Uyghur refugees and supporters demonstrate against Wen Jiabao in Stockholm

Clutching an Oscar statuette Zhang declared, “This is an Academy Award for Premier Wen whose empty speeches about ‘democracy’ are just an act.” Wen’s talk of political reform is contradicted by the fact his government is increasing repression against all oppositional trends and especially against left-wing critics amid the recent top-level power struggle, he said.

“Swedish politicians and businesses are all supporting actors in this show – they want the public to believe they care about democratic and human rights when really they only care about making more money,” said Zhang, who fled from persecution by the security forces in China in late 2011. He writes for the banned website chinaworker.info, which campaigns for independent democratic trade unions.

In Gothenburg, as the Premier and his entourage visited the dockside area on 23 April, Zhang spoke through a loudspeaker, accompanied by 20 CWI supporters with placards supporting workers’ rights and opposing one-party dictatorship. Zhang’s protest was reported in Göteborgs Posten, the main regional newspaper, and he was interviewed by Radio Sweden. The protests in Gothenburg have been reported on some “new left” or Maoist websites in China, many of which have relocated to Hong Kong to escape the deepening crackdown.

CWI members in Gothenburg protest repression in China during visit of Wen Jiabao

In Stockholm on 25 April there was a demonstration of around 50 Chinese dissidents and Uyghur refugees from the mostly Turkic-speaking region of Xinjiang in China. Zhang Shujie made the following speech to the demonstration:

“China is the world ‘sweatshop’ with slave-like conditions. Worker protests and strikes are spreading across China. Tibetans and Uyghurs are experiencing the worst oppression. The regime uses nationalism and racism to divide people. We advocate that workers of all ethnicities come together and fight back. We say: topple one-party dictatorship, full democratic rights and the right to national self-determination for all oppressed minorities”

The Stockholm demonstration also heard speakers from the Uyghur Education Association and Rättvisepartiet Socialisterna. Zhang and his colleagues wanted to hand over a protest letter to Wen against the recent closure of more than 30 left-wing websites in China, and the arrests of hundreds of dissidents, bloggers and activists. But the exaggerated security operation – with hundreds of police, security guards, bodyguards and even helicopters that tailed the protesters wherever they went – made this impossible.
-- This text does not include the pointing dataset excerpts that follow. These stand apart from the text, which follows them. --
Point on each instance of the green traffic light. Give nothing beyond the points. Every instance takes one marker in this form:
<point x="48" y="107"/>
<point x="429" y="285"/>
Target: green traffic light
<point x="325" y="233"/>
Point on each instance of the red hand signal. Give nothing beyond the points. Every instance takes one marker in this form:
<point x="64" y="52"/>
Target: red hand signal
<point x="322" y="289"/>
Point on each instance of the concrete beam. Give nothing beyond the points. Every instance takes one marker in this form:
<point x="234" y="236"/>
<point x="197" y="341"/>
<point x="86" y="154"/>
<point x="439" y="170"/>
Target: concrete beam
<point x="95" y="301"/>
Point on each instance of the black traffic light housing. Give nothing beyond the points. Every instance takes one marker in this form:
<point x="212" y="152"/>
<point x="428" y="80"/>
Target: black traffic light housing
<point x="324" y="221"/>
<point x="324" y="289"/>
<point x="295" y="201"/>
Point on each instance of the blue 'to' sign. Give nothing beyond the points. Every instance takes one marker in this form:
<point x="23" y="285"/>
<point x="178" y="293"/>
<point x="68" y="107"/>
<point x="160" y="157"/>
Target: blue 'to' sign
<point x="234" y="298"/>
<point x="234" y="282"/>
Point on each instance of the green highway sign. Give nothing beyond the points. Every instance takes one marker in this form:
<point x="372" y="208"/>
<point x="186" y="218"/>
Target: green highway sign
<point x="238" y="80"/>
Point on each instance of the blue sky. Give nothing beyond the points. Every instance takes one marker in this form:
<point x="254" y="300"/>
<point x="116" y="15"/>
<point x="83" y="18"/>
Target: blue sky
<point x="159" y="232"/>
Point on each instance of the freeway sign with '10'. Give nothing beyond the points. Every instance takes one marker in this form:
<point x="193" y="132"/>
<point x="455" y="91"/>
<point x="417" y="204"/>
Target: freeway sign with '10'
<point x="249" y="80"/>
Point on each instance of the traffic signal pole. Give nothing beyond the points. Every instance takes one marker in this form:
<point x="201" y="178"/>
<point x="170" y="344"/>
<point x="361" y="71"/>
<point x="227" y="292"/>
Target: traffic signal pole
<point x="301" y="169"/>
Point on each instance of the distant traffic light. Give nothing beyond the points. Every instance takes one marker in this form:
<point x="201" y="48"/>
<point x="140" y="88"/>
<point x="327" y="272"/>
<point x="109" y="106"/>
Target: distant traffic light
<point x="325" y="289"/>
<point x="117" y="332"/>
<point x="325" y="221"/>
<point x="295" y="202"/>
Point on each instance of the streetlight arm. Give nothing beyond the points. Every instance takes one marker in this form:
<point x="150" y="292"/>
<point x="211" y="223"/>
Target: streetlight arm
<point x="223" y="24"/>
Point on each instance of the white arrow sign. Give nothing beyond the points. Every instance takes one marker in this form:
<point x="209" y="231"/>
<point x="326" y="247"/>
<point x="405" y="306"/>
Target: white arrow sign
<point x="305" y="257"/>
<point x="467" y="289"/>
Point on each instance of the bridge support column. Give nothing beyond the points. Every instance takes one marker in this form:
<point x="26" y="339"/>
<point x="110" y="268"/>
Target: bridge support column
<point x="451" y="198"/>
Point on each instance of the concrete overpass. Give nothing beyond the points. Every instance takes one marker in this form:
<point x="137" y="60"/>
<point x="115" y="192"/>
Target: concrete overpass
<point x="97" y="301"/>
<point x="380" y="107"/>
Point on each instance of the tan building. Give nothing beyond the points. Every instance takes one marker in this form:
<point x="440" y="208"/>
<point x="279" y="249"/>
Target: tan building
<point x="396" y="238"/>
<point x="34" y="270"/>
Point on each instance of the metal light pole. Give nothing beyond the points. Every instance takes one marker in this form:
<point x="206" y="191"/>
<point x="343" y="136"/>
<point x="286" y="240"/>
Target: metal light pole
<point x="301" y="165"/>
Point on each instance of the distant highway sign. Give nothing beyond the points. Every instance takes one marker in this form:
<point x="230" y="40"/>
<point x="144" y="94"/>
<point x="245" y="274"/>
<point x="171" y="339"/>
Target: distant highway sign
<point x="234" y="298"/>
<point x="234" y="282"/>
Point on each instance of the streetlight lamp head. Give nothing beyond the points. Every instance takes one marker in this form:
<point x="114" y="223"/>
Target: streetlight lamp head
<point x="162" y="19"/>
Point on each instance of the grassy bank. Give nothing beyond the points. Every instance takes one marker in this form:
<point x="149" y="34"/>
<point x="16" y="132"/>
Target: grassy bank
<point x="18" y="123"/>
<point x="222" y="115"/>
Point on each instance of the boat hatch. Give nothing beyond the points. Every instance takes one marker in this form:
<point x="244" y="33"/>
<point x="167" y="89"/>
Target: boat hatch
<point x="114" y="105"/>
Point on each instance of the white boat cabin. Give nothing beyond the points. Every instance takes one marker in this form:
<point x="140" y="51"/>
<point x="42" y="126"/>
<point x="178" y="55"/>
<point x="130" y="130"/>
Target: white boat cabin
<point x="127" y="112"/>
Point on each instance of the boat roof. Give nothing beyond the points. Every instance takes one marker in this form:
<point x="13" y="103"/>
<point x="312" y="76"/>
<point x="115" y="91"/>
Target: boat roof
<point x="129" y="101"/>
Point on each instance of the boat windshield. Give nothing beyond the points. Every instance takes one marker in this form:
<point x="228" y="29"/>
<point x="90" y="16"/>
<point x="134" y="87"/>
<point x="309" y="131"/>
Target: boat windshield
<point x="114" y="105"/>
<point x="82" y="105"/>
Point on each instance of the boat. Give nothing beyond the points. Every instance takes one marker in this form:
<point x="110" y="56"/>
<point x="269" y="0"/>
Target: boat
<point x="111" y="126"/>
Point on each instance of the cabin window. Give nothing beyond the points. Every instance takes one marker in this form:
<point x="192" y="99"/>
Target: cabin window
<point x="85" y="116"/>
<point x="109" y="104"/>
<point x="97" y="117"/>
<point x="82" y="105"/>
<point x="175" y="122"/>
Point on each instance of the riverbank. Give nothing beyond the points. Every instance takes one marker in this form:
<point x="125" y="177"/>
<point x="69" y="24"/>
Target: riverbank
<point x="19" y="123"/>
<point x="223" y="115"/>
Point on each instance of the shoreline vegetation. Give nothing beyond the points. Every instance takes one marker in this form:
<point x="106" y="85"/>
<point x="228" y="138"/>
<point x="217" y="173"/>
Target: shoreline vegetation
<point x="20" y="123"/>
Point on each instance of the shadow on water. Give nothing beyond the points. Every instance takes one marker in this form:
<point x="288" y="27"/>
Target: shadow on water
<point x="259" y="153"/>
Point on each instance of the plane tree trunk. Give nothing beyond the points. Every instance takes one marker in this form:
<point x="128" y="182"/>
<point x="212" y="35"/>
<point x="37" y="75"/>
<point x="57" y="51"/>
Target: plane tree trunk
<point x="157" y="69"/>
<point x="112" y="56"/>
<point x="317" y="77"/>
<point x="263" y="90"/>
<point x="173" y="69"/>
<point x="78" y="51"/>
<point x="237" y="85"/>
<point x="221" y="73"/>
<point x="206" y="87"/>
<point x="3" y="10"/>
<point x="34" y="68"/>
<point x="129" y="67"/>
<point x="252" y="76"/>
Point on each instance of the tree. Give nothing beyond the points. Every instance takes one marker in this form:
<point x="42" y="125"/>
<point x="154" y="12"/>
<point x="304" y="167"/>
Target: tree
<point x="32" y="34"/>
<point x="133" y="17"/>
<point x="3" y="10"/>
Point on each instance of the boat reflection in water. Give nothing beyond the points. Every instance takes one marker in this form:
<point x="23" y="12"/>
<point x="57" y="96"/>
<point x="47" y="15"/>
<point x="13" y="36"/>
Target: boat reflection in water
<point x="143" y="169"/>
Message to Wen: Keep up the act!

“In order to protect dictators with blood on their hands, the Swedish government obviously has no shortage of resources, said Mattias Bernhardsson, city councillor for Rättvisepartiet Socialisterna, who is also prominent in the Asylum Movement.

“What protection does the Swedish state give to democracy fighters like Zhang?” he added, demanding Zhang Shujie be granted asylum in Sweden.


Zhang Shujie was arrested in February 2011 and accused by Chinese security agents of having ties to a “proscribed organization”, the Committee for a Workers’ International (CWI). They demanded information about such things as CWI activities in China and Hong Kong and connections to the veteran democracy campaigner ‘Long Hair’ Leung Kwok-hung in Hong Kong.

The police released him, thinking that they had recruited an informer. But Zhang managed to contact his CWI friends in secret. The opportunity arose when the police pushed for him to go to a socialist meeting in Hong Kong to spy on the participants. He was able to escape with the aid of Joe Higgins, a member of parliament in Ireland for the Socialist Party (CWI), and ‘Long Hair’. Since arriving in Sweden, Zhang has testified at a hearing in the parliament building on repression in China. He is currently fighting for political asylum.